Ces deux femmes se retrouvent impliquées dans la Réunification pour des raisons différentes et à des moments différents, mais elles se connaissent très bien, parce que Ekatérina Karavélova, qui est de Roussé, a enseigné à Nédyalka Chiléva au Lycée pour jeunes filles de Plovdiv, raconte Roumyana Donéva, conservatrice au Musée régional d’Histoire de Plovdiv. Alors que Nédyalka est liée à la préparation, la déclaration et l’exécution de la Réunification, Ekatérina a un rôle à jouer par la suite, lors de la défense de cette Réunification pendant la Guerre Serbo-bulgare à l’automne de 1885.
Ekatérina Karavélova
A cette époque Ekatérina Karavélova, âgée de 25 ans, est l’épouse et la secrétaire du premier ministre bulgare Petko Karavélov qui dirige le gouvernement de la Principauté de Bulgarie pendant le grand œuvre politique qu’est la Réunification de deux territoires bulgares majeurs d’une superficie totale de 96 345 km² et une population de 3 150 000 habitants. « La dirigeante dans l’ombre », comme on appelle Ekatérina, s’occupe des affaires de son époux, organise des réunions ministérielles, s’entretient avec des consuls et autres représentants d’États étrangers, parcourt Sofia et ne cache pas sa foi ardente que la justice triomphera et que les choses s’arrangeront pour les Bulgares.
Nédyalka Chiléva
Nédyalka Chiléva est la fiancée du résistant de la Guerre russo-turque de libération (1877-1878) Prodan Tichkov. A 18 ans elle coud et appose les inscriptions de l’étendard du plus grand groupe de combattants de la Réunification, celui de Golyamo Konaré, mené par son oncle Pétar Chilev. La jeune femme est le porte-étendard de ce groupe de combattants et plus tard elle escorte sabre au clair dans les rues de Plovdiv le gouverneur général de la Roumélie orientale Gavril Krastévitch dans le fiacre qui le conduit au village de Golyamo Konaré, aujourd’hui la ville Saédinénie (Réunification).
L’étendard
L’étendard est confectionné à partir de 3 mètres de soie verte, explique Roumyana Donéva. Au début les chefs du comité révolutionnaire de Golyamo Konaré le donnent au grand artiste peintre et révolutionnaire bulgare Gueorgui Dantchov qui, dans son atelier à Plovdiv, dessine un lion debout avec une couronne sur la tête piétinant les symboles de l’Empire ottoman, le croissant de lune et l’étoile. Mais ce lion leur semblait insuffisant et lorsqu’ils donnent le tissu à Nédyalka Chiléva pour en faire un étendard, ils lui demandent d’y inscrire des paroles patriotiques. Elle y inscrit l’année 1885 et les mots « Réunification de la Bulgarie » et « La liberté ou la mort ». L’étendard original est aujourd’hui conservé au Musée régional d’Histoire de Plovdiv.

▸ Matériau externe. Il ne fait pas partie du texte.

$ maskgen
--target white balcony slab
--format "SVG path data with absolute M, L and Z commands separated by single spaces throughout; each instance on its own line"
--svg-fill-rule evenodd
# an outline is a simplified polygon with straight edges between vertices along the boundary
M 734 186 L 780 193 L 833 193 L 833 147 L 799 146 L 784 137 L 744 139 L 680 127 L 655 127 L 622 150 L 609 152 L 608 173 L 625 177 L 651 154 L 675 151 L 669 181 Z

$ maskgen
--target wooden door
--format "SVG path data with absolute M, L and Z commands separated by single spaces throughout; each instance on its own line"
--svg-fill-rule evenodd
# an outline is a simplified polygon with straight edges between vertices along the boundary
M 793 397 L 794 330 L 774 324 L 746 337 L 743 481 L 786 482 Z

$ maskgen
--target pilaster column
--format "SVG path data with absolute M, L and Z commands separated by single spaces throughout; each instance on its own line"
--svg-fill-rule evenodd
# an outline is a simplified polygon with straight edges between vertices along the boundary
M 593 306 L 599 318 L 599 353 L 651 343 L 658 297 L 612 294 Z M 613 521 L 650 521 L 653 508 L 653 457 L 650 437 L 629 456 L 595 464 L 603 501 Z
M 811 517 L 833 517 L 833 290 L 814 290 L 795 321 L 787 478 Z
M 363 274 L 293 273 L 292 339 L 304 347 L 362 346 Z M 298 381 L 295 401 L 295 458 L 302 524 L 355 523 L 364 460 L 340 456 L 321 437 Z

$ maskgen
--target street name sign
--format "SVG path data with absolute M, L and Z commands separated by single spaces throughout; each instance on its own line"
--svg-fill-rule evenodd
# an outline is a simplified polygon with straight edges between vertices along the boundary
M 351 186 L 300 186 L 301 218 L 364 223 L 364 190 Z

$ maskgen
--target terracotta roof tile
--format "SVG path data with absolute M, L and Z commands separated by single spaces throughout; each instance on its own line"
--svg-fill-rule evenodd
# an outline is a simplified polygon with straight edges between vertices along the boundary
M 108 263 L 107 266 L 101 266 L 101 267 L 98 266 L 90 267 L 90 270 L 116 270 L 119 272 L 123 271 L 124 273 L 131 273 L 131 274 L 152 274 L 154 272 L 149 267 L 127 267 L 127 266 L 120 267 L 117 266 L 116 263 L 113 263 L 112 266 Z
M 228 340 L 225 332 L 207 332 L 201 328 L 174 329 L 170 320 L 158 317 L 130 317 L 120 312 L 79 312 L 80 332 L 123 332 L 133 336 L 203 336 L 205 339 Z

La lithographie de Nikolay Pavlovitch
En 1886 l’artiste peintre bulgare Nikolay Pavlovitch crée la lithographie « Réunification de la Bulgarie du Nord et du Sud en 1885 ». Une place centrale y est consacrée à deux silhouettes féminines avec des couronnes de lauriers couvertes d’un manteau royal. Et bien que certains considèrent qu’il s’agit de Nédyalka Chiléva et Ekatérina Karavélova, il existe des documents qui infirment cette théorie.
On a conservé le brouillon de la description faite par Nikolay Pavlovitch où il précise ce qu’il visait à accomplir avec cette lithographie, dit Roumyana Donéva qui en cite un extrait : « J’ai représenté tout ce qui est bulgare au moyen de trois silhouettes féminines, trois sœurs : la Bulgarie, la Thrace et la Macédoine. La Bulgarie et la Thrace piétinent triomphalement l’étendard ennemi serbe déchiqueté. La Macédoine est représentée désarmée, assise sur des pierres, la tête tristement baissée, enchaînée aux rochers. L’étendard turc la surplombe comme signe que son esclavage à elle continue ». Et comme la Bulgarie, la Thrace et la Macédoine sont des noms féminins, il est normal de les représenter comme des femmes et il n’y a aucune relation, même pas une ressemblance visuelle, avec Nédyalka Chiléva et Ekatérina Karavélova, explique Roumyana Donéva.